Testing microservices

Imagine you have a Metrics for IOT, with microservice architecture:

                                 Metrics And Events
Metrics ---> Receiver ---> Kafka --------> Saver ------> Postres
                            || /\                           ||
                   Metrics  || ||                           || Metrics
                            || || Events                    || and Events
                            \/ ||                           \/
                            Processor <-------> Redis      Assessor -------------> Events
                                       Warning                      -------------> Sensor Statistics
                                       counters
Metrics service collect metrics from devices and sends to the Receiver.
Receiver aggregates metrics and sends them to Kafka.
Processor reads metrics from Kafka, process them and puts generated events back to Kafka. It also uses Redis for warning counters storage.
Saver microservice saves all metrics and generated events to Postgres.
Finally Assessor takes events and statistics from Postgres and renders it to user or external services.

How to test?

Each input request pass through the 9 services. Error can be in any of them. And full coverage of one service with unit or functional tests won’t help you, because bug can be everywhere.
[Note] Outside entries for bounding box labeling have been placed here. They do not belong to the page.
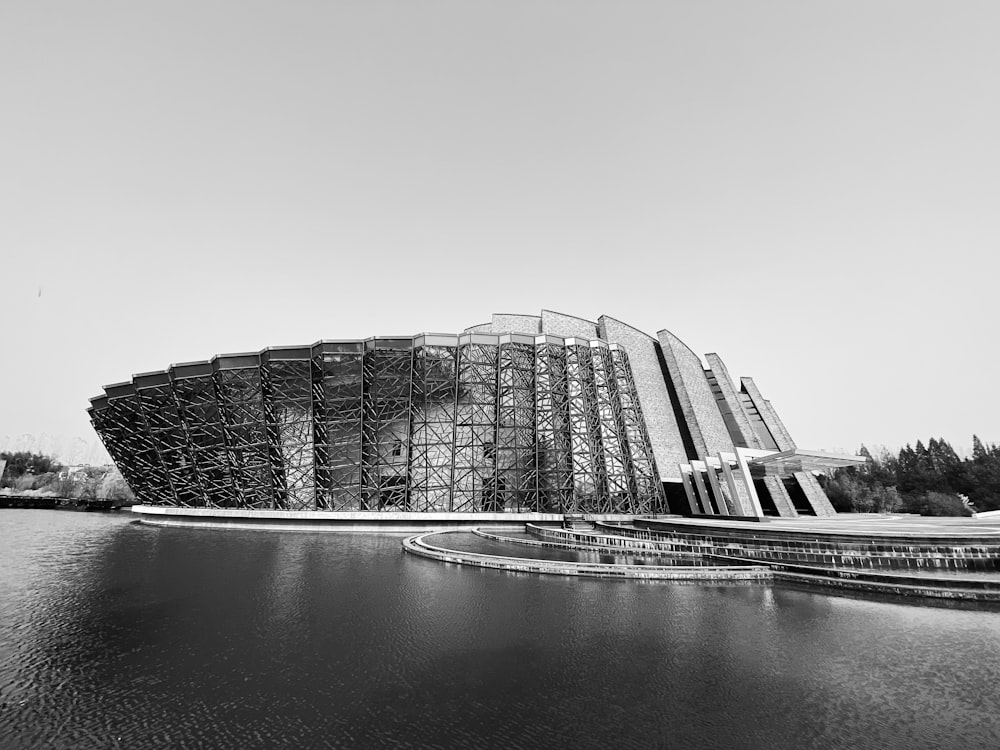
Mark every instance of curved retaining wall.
[596,519,1000,571]
[132,505,562,533]
[403,532,773,581]
[527,524,1000,603]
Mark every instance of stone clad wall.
[705,353,760,448]
[659,331,734,456]
[598,315,688,480]
[492,313,542,335]
[542,310,598,341]
[740,378,795,451]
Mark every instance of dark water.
[0,510,1000,748]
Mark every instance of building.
[88,310,855,516]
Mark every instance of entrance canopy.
[752,448,866,478]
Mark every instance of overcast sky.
[0,0,1000,464]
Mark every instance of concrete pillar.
[705,461,733,516]
[792,471,837,516]
[680,465,699,513]
[736,448,764,518]
[764,476,799,518]
[719,453,754,516]
[691,461,715,516]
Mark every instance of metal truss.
[135,372,204,506]
[590,346,636,513]
[535,344,573,513]
[452,334,503,512]
[260,349,316,510]
[90,333,665,513]
[212,354,276,509]
[312,342,364,510]
[566,342,608,513]
[361,339,413,510]
[496,334,538,511]
[91,385,163,503]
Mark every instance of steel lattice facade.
[90,310,853,516]
[89,333,666,514]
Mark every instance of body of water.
[0,510,1000,750]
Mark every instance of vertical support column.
[679,464,701,514]
[792,471,837,516]
[735,448,764,518]
[691,461,715,516]
[719,452,754,516]
[705,461,735,516]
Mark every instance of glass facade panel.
[91,334,664,513]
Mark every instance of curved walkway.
[403,524,1000,603]
[403,531,773,581]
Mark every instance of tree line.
[820,435,1000,516]
[0,451,133,500]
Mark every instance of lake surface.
[0,510,1000,750]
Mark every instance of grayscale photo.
[0,0,1000,750]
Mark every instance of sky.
[0,0,1000,464]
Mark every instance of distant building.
[88,310,856,516]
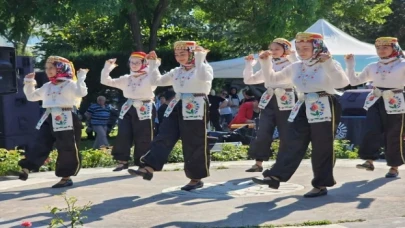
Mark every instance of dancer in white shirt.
[243,38,297,172]
[128,41,214,191]
[101,52,156,171]
[253,33,349,197]
[345,37,405,178]
[19,56,88,188]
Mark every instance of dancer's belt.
[193,93,207,97]
[373,87,404,98]
[267,88,294,96]
[297,91,332,101]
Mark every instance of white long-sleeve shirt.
[24,78,87,108]
[148,52,214,95]
[101,67,156,100]
[346,59,405,89]
[243,54,298,89]
[260,58,349,94]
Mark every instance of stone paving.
[0,160,405,228]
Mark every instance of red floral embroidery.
[311,104,319,111]
[388,98,397,104]
[186,103,194,110]
[21,221,32,227]
[280,95,288,101]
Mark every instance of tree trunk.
[149,0,170,51]
[128,0,143,51]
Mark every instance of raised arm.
[321,58,349,88]
[243,55,264,85]
[71,69,88,98]
[194,51,214,81]
[23,73,45,101]
[100,59,126,89]
[287,51,299,63]
[345,55,372,86]
[259,56,293,84]
[148,59,175,86]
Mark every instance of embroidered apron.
[288,93,332,123]
[259,88,295,111]
[36,108,73,131]
[164,93,205,120]
[119,99,153,120]
[363,88,405,114]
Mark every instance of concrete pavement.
[0,160,405,228]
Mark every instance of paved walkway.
[0,160,405,228]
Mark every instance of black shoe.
[385,168,399,178]
[252,177,280,189]
[245,165,263,173]
[18,170,28,181]
[128,169,153,180]
[304,188,328,198]
[113,163,129,172]
[181,181,204,191]
[52,179,73,188]
[356,161,374,171]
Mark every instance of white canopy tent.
[210,19,377,78]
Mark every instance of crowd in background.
[84,87,260,149]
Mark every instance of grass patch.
[215,219,366,228]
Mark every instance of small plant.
[216,165,229,170]
[21,221,32,227]
[48,192,92,228]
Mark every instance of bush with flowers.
[0,140,358,176]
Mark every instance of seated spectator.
[85,96,110,149]
[229,98,260,127]
[240,89,255,105]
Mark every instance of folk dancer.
[18,56,88,188]
[253,33,349,197]
[345,37,405,178]
[129,41,213,191]
[243,38,297,172]
[101,52,156,171]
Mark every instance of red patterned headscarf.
[375,37,405,59]
[174,41,197,67]
[46,56,77,84]
[128,51,148,72]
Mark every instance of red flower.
[311,104,319,112]
[21,221,32,227]
[44,158,51,165]
[186,103,194,110]
[280,95,287,101]
[388,98,397,104]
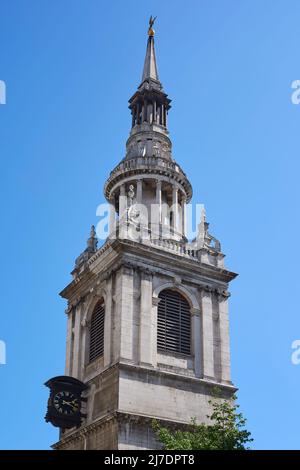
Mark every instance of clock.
[53,390,80,415]
[45,376,87,429]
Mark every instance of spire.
[142,16,159,82]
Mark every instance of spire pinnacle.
[142,16,159,82]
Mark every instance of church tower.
[53,19,236,449]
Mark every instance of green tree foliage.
[153,396,253,450]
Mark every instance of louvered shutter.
[157,289,191,354]
[89,301,105,362]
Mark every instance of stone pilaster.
[201,289,214,379]
[104,276,113,367]
[116,266,133,361]
[139,271,152,364]
[191,308,203,377]
[65,308,73,375]
[72,302,82,380]
[219,294,231,384]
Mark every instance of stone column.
[181,195,186,237]
[172,186,178,231]
[65,309,73,375]
[136,180,143,204]
[191,308,203,377]
[119,184,127,219]
[109,196,116,238]
[201,289,214,379]
[219,296,231,383]
[153,100,156,123]
[139,271,156,365]
[72,302,82,380]
[116,266,133,361]
[143,100,148,121]
[153,180,162,237]
[104,276,113,367]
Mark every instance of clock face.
[53,391,80,415]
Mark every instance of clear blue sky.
[0,0,300,449]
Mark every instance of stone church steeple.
[54,18,236,449]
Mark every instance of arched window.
[89,300,105,362]
[157,289,191,354]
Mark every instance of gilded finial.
[148,15,157,36]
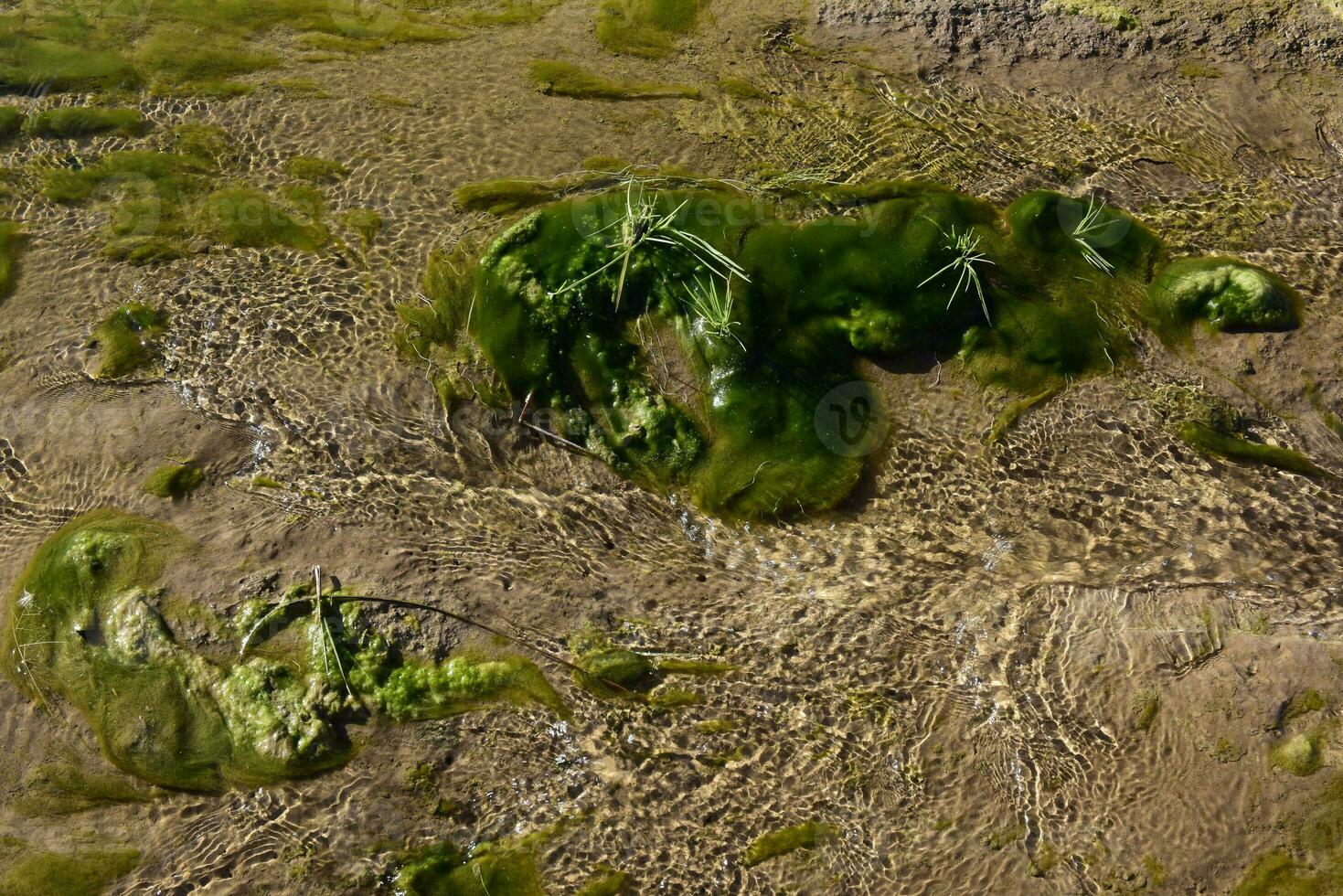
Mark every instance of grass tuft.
[919,224,993,326]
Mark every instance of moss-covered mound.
[1145,258,1300,330]
[0,510,563,790]
[429,181,1289,517]
[89,303,168,379]
[0,0,462,95]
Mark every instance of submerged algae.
[1177,421,1334,478]
[741,821,839,868]
[0,837,140,896]
[596,0,708,58]
[1145,258,1300,330]
[0,510,561,790]
[528,59,699,100]
[144,464,206,501]
[445,180,1273,517]
[23,106,145,138]
[89,303,168,379]
[390,837,545,896]
[1231,776,1343,896]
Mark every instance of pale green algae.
[0,837,140,896]
[424,183,1295,518]
[596,0,708,58]
[0,510,563,790]
[390,837,545,896]
[0,220,24,298]
[741,821,839,868]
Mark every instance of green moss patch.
[392,838,545,896]
[1145,258,1300,332]
[12,762,155,816]
[24,106,145,138]
[741,821,839,868]
[0,0,462,97]
[437,178,1219,517]
[1177,421,1334,478]
[89,303,168,379]
[1268,731,1324,778]
[1040,0,1139,31]
[0,220,24,298]
[528,59,699,100]
[0,837,140,896]
[596,0,707,58]
[0,510,563,790]
[0,106,27,140]
[144,464,206,501]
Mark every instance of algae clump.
[0,106,27,140]
[89,303,168,379]
[741,821,839,868]
[1268,732,1324,778]
[0,220,24,298]
[596,0,705,58]
[0,510,563,790]
[1231,776,1343,896]
[1146,258,1300,330]
[144,464,206,501]
[284,155,349,184]
[392,837,545,896]
[24,106,145,138]
[448,177,1230,518]
[0,837,140,896]
[1177,421,1334,478]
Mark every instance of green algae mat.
[410,177,1297,518]
[0,510,565,790]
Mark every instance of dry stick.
[518,421,596,457]
[238,588,599,687]
[313,566,355,699]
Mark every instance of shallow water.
[0,3,1343,893]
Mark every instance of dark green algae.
[445,183,1305,518]
[0,510,564,790]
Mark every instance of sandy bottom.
[0,3,1343,893]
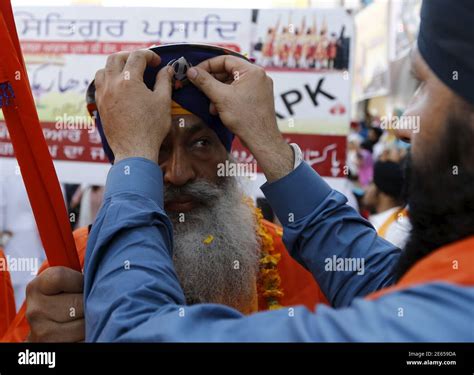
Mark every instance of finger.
[187,66,229,103]
[153,66,173,100]
[209,102,219,116]
[94,69,105,92]
[38,293,84,323]
[123,49,161,81]
[38,267,84,295]
[211,72,234,83]
[197,55,253,77]
[105,51,130,75]
[28,319,85,342]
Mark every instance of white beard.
[165,177,261,312]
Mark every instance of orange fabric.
[0,247,16,337]
[0,227,89,342]
[259,220,328,311]
[10,228,474,342]
[377,208,408,238]
[1,220,327,342]
[366,236,474,300]
[0,0,79,269]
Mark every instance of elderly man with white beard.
[6,45,327,342]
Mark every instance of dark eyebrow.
[184,121,208,136]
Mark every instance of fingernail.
[188,68,197,79]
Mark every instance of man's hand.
[95,50,172,162]
[187,55,294,181]
[26,267,85,342]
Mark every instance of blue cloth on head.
[86,43,246,163]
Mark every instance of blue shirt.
[84,158,474,342]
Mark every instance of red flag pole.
[0,0,80,270]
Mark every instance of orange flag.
[0,0,81,340]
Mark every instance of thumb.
[153,66,173,98]
[186,66,229,103]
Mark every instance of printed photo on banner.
[252,9,351,72]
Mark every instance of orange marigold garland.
[247,198,283,310]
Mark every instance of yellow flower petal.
[202,234,214,245]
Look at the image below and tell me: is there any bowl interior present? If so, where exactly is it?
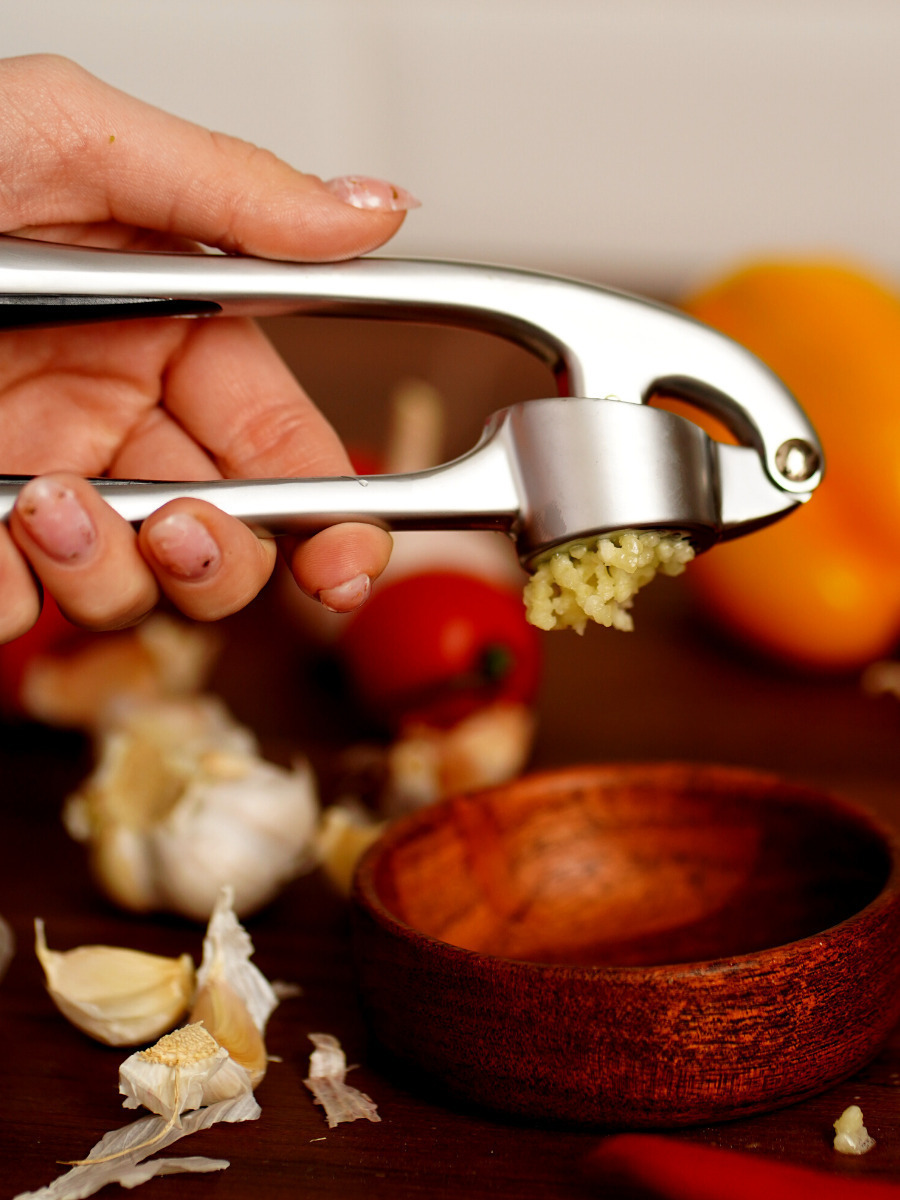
[366,764,892,966]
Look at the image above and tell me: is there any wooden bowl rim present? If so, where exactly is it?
[352,760,900,984]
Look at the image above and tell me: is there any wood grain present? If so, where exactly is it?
[354,763,900,1128]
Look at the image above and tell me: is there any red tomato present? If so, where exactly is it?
[338,571,541,727]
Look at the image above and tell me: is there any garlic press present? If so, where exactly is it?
[0,238,823,566]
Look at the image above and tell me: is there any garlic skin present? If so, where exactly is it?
[833,1104,875,1154]
[0,917,16,979]
[35,918,194,1046]
[64,695,319,922]
[19,612,220,731]
[119,1024,253,1124]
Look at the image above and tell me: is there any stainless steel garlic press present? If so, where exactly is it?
[0,238,823,565]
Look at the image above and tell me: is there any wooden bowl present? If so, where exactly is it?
[354,764,900,1128]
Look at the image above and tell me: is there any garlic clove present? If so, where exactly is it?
[149,758,319,920]
[19,613,220,730]
[197,887,278,1034]
[0,917,16,979]
[191,978,269,1087]
[64,696,319,922]
[119,1024,253,1124]
[35,918,194,1046]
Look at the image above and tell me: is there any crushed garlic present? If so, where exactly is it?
[16,888,278,1200]
[119,1024,253,1126]
[523,533,694,634]
[64,695,318,920]
[834,1104,875,1154]
[35,918,194,1046]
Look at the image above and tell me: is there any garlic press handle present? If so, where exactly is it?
[0,238,823,496]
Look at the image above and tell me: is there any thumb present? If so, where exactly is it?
[0,55,419,262]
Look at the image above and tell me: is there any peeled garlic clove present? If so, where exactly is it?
[149,758,318,920]
[64,696,318,920]
[35,919,194,1046]
[197,887,278,1034]
[318,804,388,896]
[119,1024,253,1124]
[191,979,269,1087]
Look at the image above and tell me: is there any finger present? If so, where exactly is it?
[0,526,41,643]
[166,320,391,600]
[10,474,160,630]
[0,55,418,262]
[286,523,391,612]
[138,499,276,620]
[107,407,221,480]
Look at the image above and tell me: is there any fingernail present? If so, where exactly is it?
[325,175,421,212]
[146,512,222,580]
[319,575,372,612]
[16,479,97,563]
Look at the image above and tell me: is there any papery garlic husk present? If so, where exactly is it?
[197,887,278,1033]
[380,701,536,816]
[119,1024,253,1124]
[35,918,194,1046]
[191,979,269,1088]
[304,1033,382,1129]
[64,696,318,920]
[0,917,16,979]
[19,613,220,731]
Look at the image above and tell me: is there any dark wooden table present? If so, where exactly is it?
[0,581,900,1200]
[0,320,900,1200]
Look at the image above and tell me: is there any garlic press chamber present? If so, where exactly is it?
[0,238,823,566]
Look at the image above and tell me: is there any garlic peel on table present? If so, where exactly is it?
[16,888,278,1200]
[304,1033,382,1129]
[64,695,318,920]
[35,918,194,1046]
[833,1104,875,1154]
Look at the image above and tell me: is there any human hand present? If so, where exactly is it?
[0,55,418,642]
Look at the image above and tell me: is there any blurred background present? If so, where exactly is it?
[2,0,900,295]
[2,0,900,806]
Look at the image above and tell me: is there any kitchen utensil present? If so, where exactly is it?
[0,238,823,564]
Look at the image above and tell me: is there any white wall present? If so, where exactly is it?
[0,0,900,294]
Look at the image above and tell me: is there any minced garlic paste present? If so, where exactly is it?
[524,533,694,634]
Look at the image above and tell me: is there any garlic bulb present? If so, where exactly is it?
[35,919,194,1046]
[64,695,318,920]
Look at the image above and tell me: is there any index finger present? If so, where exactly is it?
[0,55,418,262]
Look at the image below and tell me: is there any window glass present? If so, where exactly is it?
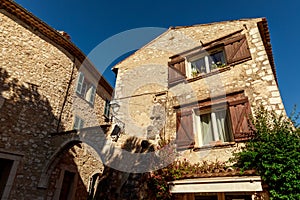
[190,50,226,77]
[198,108,233,145]
[192,57,207,73]
[208,51,226,70]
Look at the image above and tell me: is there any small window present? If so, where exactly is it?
[195,108,233,146]
[188,50,226,77]
[59,171,75,200]
[0,158,14,199]
[104,99,110,118]
[86,84,96,104]
[73,116,84,130]
[76,72,86,94]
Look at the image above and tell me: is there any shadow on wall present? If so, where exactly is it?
[0,67,63,198]
[91,137,155,200]
[0,68,63,139]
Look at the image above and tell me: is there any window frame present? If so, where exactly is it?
[186,47,228,78]
[192,103,234,147]
[73,115,84,130]
[76,72,97,105]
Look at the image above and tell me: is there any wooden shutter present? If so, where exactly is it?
[168,56,186,85]
[229,98,254,142]
[224,35,251,64]
[87,85,96,104]
[176,111,195,149]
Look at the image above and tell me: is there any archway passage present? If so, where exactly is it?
[39,140,104,200]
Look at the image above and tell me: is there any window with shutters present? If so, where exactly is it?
[194,106,233,146]
[73,115,84,130]
[187,49,226,78]
[76,72,96,105]
[176,93,255,148]
[104,99,110,118]
[168,35,251,85]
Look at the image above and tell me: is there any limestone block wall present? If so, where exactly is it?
[0,9,110,199]
[115,18,285,160]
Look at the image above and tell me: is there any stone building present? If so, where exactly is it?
[0,0,112,199]
[113,18,285,200]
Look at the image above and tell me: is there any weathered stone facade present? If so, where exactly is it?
[0,0,112,199]
[115,18,285,160]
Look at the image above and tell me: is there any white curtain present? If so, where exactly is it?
[201,113,214,145]
[216,110,230,142]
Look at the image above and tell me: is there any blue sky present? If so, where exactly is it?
[15,0,300,118]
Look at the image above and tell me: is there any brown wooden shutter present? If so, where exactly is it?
[176,111,195,149]
[168,56,186,85]
[224,35,251,64]
[229,98,254,142]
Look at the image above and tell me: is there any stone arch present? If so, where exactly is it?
[38,137,104,189]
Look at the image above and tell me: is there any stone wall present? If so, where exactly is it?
[0,9,111,199]
[115,18,285,163]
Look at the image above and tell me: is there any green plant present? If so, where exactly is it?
[235,107,300,200]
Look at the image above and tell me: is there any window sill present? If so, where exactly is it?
[76,92,95,108]
[193,142,236,151]
[187,65,231,83]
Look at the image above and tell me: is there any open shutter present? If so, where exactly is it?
[229,98,254,142]
[224,35,251,64]
[86,85,96,104]
[176,111,195,149]
[168,56,186,85]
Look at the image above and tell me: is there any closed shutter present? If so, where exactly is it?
[176,111,195,149]
[224,35,251,64]
[168,56,186,85]
[229,98,254,142]
[76,72,84,94]
[104,99,110,118]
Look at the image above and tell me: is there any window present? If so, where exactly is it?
[76,72,86,94]
[88,173,100,200]
[194,107,232,146]
[76,72,96,105]
[187,50,226,77]
[104,99,110,118]
[73,116,84,130]
[59,171,75,200]
[175,91,255,149]
[86,84,96,104]
[168,33,251,86]
[0,158,14,198]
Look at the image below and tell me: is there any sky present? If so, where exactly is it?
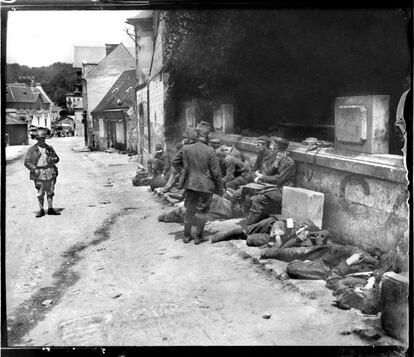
[6,10,140,67]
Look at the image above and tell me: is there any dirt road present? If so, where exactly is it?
[6,138,384,346]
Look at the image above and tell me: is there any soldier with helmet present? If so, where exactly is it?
[246,138,296,224]
[24,128,60,217]
[172,121,223,244]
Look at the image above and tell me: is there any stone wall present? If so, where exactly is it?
[209,133,408,252]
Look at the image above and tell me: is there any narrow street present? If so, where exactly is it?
[6,137,378,346]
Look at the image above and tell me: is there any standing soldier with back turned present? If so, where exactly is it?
[172,121,223,244]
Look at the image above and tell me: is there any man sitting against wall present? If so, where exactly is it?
[223,150,253,190]
[148,144,171,191]
[246,138,296,225]
[253,136,273,171]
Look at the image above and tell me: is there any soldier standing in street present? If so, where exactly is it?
[172,121,223,244]
[24,128,60,217]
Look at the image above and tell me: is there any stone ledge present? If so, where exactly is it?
[212,133,407,184]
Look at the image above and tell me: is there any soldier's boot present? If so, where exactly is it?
[246,211,266,225]
[183,223,193,243]
[194,220,208,245]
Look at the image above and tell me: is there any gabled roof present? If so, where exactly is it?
[6,112,27,125]
[6,83,52,103]
[72,46,135,68]
[92,69,138,113]
[73,46,106,68]
[35,85,53,104]
[86,42,135,77]
[6,83,36,103]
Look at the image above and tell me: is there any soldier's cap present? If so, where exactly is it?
[208,138,221,145]
[257,135,271,143]
[36,128,50,139]
[196,121,211,133]
[273,137,289,147]
[183,128,196,139]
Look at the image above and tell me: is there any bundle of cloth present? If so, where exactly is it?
[158,194,241,223]
[261,232,408,314]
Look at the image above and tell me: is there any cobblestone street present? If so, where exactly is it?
[6,137,398,346]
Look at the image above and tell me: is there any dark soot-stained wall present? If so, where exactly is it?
[225,9,411,154]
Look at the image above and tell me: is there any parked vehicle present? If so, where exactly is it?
[29,125,37,139]
[53,124,75,138]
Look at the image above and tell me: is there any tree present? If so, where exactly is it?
[6,62,77,107]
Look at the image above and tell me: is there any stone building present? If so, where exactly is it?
[73,43,135,147]
[128,9,411,251]
[6,83,53,129]
[91,69,138,152]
In deploy configuration, wrong protocol in microservices communication, etc…

Catcher will help you:

---
include:
    - file: metrics_check.yaml
      as: metrics_check
variables:
  metric1: '{{ RANDOM_INT }}'
  device_id: '{{ RANDOM_STR }}'
  metric2: 5000 # this value will generate warning
steps:
    - http: # send data to the Metrics service
        actions:
          - post:
              url: '{{ metrics_url }}/metric'
              body: {device_id: '{{ device_id }}', value: '{{ metric1 }}'}
          - post:
              url: '{{ metrics_url }}/metric'
              body: {device_id: '{{ device_id }}', value: '{{ metric2 }}'}
    - kafka: # check Receiver put aggregate metric in kafka
        consume:
            server: '{{ kafka }}'
            topic: 'metrics'
            where:
                equals: {the: '{{ MESSAGE.device_id }}', is: '{{ device_id }}'}
        register: {value: '{{ OUTPUT.value }}'}
    - check: # check metric's value was properly aggregated
         equals: {the: '{{ value }}', is: '{{ metric1 + metric2 }}'}
    - wait: {seconds: 0.5}
    - kafka: # check event for metric2 was generated
        consume:
            server: '{{ kafka }}'
            topic: 'events'
            where:
                and:
                  - equals: {the: '{{ MESSAGE.device_id }}', is: '{{ device_id }}'}
                  - equals: {the: '{{ MESSAGE.value }}', is: '{{ metric2 }}'}
    - postgres:  # check Saver put 2 metrics in Postgres
        sql: 'select value from metrics where device_id == {{ device_id }}'
        register: {metrics: '{{ OUTPUT.value }}'}
    - run: metrics_check
    - postgres:  # check Saver put event in Postgres
        sql:  'select count(*) from events where device_id = {{ device_id }} and value = {{ metric2 }}'
        register: {event: '{{ OUTPUT.count }}'}
    - check: '{{ event == 1 }}'
    - http:  # request statistics from Assessor
        actions:
          - get:
              url: '{{ assessor_url }}/statistics?device_id={{ device_id }}'
            register: {measurements: '{{ OUTPUT.measurements }}'}
          - get:
              url: '{{ assessor_url }}/events?device_id={{ device_id }}'
            register: {events: '{{ OUTPUT.events }}'}
    - run: # check proper statistics
        include: metrics_check
        variables: {metrics: '{{ measurements }}'}
    - check:
        contains: {the: '{{ metric2 }}', in: '{{ events }}'}

metrics_check.yaml:

---
steps:
    - check:
        and:
          - equals: '{{ metrics|length == 2 }}'
          - contains: {the: '{{ metric1 }}', in: '{{ metrics }}'}
          - contains: {the: '{{ metric2 }}', in: '{{ metrics }}'}

With this Catcher test scenario you can always be sure, that every component of your system is working properly.